従来のChatGPT活用では、利用者が「何をどう質問するか」を自力で設計する必要がありました。初めて授業準備にChatGPTを試みた教員がプロンプト作りだけで30分以上費やして終わる、というのは珍しい話ではありません。

プラグインはその手間を省きます。役割ごとに必要な指示セット・承認済みツール・ワークフローがパッケージとして組み込まれており、「教員」か「学生」かを選ぶだけで適した動き方をします。プロンプトエンジニアリングのスキルがなくても、すぐ授業実務に使える状態から始められます。

機関が管理できる設計が現場の不安を減らす

プラグインの利用権限は学校・大学が管理し、承認済みのアプリや教材の範囲内でのみ動きます。「AIを使わせたいが情報管理が心配」という現場の声に、一定の答えを出した形です。
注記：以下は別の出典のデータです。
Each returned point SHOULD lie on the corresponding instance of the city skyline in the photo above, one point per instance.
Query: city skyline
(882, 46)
Codexとの統合により、プログラミング授業での課題補助やコードレビュー支援も視野に入ります。OpenAIが複数エージェントで数学難問を解いたように、AIが単純な回答から複雑なワークフロー実行へと移行する流れが教育分野にも届いてきた形です。現時点での提供対象は英語圏の機関管理ワークスペースですが、教育AIの型が整いつつある動向は日本の教育機関にとっても参照点になりえます。

「どう使えばいいかわからない」という入口の壁を、プラグインが代わりに取り除いてくれるのはシンプルに助かります。

特に教員がAIに慣れていくと、そのまま学生への使い方の指導にもつながるので、学校全体の底上げになる可能性があると思います。

日本の教育現場にも早く届いてほしいですね。